Natalia encouraged her daughter to forge a career before marrying, and so determined was Akerman to do so after seeing Jean-Luc Godard’s Pierrot Le Fou, that she dropped out of film school to finance and shoot her first short, Saute Ma Ville. Describing the film as ‘the mirror image’ of her later, great work, Jeanne Dielman, Akerman films herself alone in her kitchen rebelling against the domestic chores she mimics  in the manner of her inspiration, Charlie Chaplin.

Akerman’s 1977 film News from Home is a documentary in which the sound is intentionally out of sync with the images, suggesting a life out of sync with other women’s lives.  We hear Akerman read in a voice-over the letters she sent to her mother during her residency in New York from 1971-73.

Upon her return from New York, Akerman made what is considered her masterpiece, Jeanne Dielman, 23 quai du Commerce, 1080 Bruxelles, a three-and-a-half hour film in which single-mother Jeanne (Delphine Seyrig), performs a series of domestic rituals, including peeling potatoes in her kitchen, day after day.  She supports her son by prostitution, and this is shot as though it were a part of a woman’s household chores.

Jeanne Dielman is not the only explicitly feminist work.  If a woman is the slave or prisoner to her household work, she is also a slave to her husband or partner.  In Captive (based loosely on Marcel Proust, The Prisoner), a controlling and jealous man kicks his girlfriend out of his apartment when he suspects her of having an affair with another woman.  Although he takes back his girlfriend, when they stop on the road for dinner, she slips away and he assumes she has drowned herself.

It is no coincidence that in two of the three scenes in which Akerman is with her mother, they are in the kitchen and in the first, they are eating potatoes. ‘Very good’, the mother comments, while Akerman jokes that she has picked up some domestic skills in her life.  In the other, much longer scene, which provides the film only narrative, Akerman is clearly trying to get her mother to talk about her experiences in the War.

Relatives are mentioned whom we do not know and the conversation is often too intimate to follow and yet Akerman is directing, leading the conversation like a prompt.  Natalia never mentions her time in Auschwitz, but her description of the gradual encroachment of the Germans is chilling.  She describes how at the beginning they were friendly and polite, and then ‘little by little, like perverts – terrible!
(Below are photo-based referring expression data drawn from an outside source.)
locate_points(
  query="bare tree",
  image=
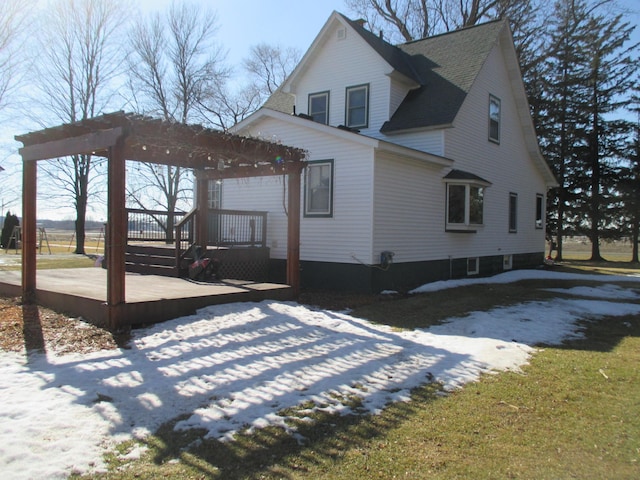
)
(415, 19)
(269, 66)
(79, 58)
(174, 64)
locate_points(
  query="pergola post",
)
(116, 236)
(293, 231)
(202, 215)
(29, 187)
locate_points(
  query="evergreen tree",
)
(588, 76)
(629, 186)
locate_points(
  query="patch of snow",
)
(230, 367)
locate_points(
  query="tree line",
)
(579, 67)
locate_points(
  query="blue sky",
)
(241, 25)
(244, 23)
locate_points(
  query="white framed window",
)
(214, 194)
(473, 266)
(318, 189)
(539, 210)
(357, 106)
(513, 212)
(319, 107)
(494, 119)
(465, 206)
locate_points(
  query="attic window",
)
(494, 119)
(319, 107)
(357, 108)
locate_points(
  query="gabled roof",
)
(399, 60)
(442, 68)
(448, 64)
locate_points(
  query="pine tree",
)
(588, 76)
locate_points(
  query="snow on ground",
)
(238, 365)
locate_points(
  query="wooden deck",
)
(149, 298)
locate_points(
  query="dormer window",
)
(494, 119)
(319, 107)
(357, 108)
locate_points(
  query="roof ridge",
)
(452, 32)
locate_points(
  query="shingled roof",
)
(448, 65)
(445, 66)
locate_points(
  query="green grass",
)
(571, 413)
(12, 261)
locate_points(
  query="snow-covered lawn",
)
(238, 365)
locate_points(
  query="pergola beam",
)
(120, 137)
(82, 144)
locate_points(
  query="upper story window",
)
(357, 114)
(539, 210)
(465, 201)
(513, 212)
(318, 189)
(494, 119)
(319, 107)
(214, 194)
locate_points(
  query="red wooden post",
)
(116, 241)
(29, 188)
(202, 215)
(293, 232)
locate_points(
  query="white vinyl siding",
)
(340, 238)
(341, 64)
(409, 210)
(507, 165)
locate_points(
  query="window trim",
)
(513, 212)
(348, 108)
(214, 187)
(495, 100)
(476, 268)
(467, 225)
(539, 220)
(311, 96)
(329, 212)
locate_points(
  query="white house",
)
(423, 160)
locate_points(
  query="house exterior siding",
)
(389, 190)
(346, 63)
(506, 165)
(340, 238)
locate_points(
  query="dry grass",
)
(25, 328)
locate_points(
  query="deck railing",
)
(227, 228)
(185, 234)
(152, 225)
(237, 228)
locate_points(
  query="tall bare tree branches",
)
(415, 19)
(80, 56)
(175, 62)
(175, 65)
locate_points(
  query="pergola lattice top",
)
(120, 136)
(222, 155)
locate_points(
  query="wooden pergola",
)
(120, 136)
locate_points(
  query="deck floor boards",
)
(149, 298)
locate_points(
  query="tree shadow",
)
(272, 453)
(32, 329)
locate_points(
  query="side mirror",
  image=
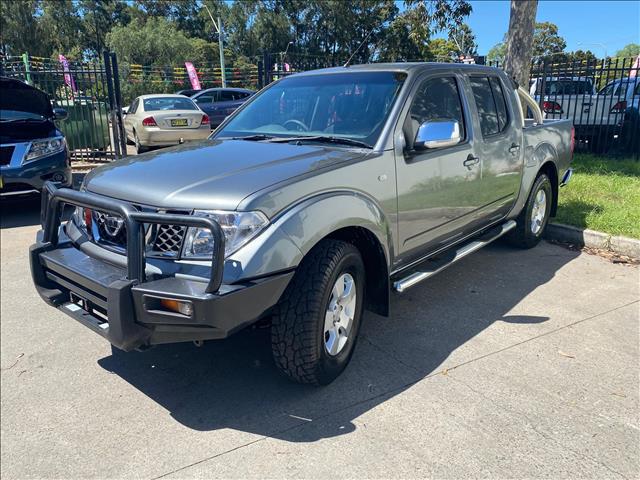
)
(437, 134)
(60, 114)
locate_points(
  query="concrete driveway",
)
(509, 364)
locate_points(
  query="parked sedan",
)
(163, 120)
(219, 103)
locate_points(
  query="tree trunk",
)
(522, 23)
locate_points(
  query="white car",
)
(164, 119)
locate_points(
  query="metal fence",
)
(88, 91)
(601, 97)
(140, 79)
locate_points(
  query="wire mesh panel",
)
(83, 89)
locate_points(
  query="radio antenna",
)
(346, 64)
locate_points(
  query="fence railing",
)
(88, 91)
(600, 97)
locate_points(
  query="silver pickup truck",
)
(314, 201)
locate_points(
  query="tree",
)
(62, 26)
(20, 29)
(630, 50)
(464, 40)
(546, 41)
(98, 19)
(441, 50)
(520, 39)
(431, 16)
(497, 53)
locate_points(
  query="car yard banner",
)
(193, 76)
(68, 79)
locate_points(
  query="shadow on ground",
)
(234, 383)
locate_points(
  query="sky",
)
(582, 23)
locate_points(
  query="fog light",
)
(178, 306)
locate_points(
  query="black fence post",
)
(118, 102)
(260, 74)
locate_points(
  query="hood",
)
(214, 174)
(19, 96)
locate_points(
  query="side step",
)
(438, 264)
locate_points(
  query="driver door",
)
(439, 189)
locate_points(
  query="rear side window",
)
(491, 104)
(226, 96)
(436, 99)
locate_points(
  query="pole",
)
(221, 46)
(27, 67)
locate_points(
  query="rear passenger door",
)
(498, 139)
(438, 189)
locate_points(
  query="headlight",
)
(238, 228)
(44, 147)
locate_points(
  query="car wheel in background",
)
(139, 148)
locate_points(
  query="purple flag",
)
(193, 76)
(68, 79)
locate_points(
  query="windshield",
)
(353, 106)
(168, 103)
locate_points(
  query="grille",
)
(5, 155)
(161, 239)
(168, 239)
(111, 229)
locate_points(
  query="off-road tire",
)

They got us! When her mother says, ‘if we had known from the start…’ Akerman finishes, ‘you would have gone to American or South America…’

If much of Akerman’s work is a rebellion against the enslavement of women either through  male relationships or household drudgery, so was her life.  Akerman’s partners were not men; she had no children and spent little time in the kitchen outside of filming. In Les Rendezvous d’Anna, a female filmmaker travels from city to city promoting her latest film, sleeps with men in nondescript hotel rooms and returns home to listen to her answer machine.

‘I’ll be there on September 20th for Yom Kippur,’ we hear Akerman say on Skype. The call cheers up her mother, while their loving prolonged telephone farewells mask the difficulty of communication when they are together.  In one scene Natalia complains to her other daughter, ‘Chantal never tells me anything.’  The sister is surprised and retorts, ‘She never stops talking!’  Natalia qualifies her remark. ‘But she never tells me anything important.’

While Akerman is always trying to get her mother to ‘tell [me] a story’, one senses that Akerman’s stories to her mother are her films.  No Home Movie is Akerman’s most personal.  Her mother might, like the audience, complain that she is not saying anything important.  Akerman might disagree.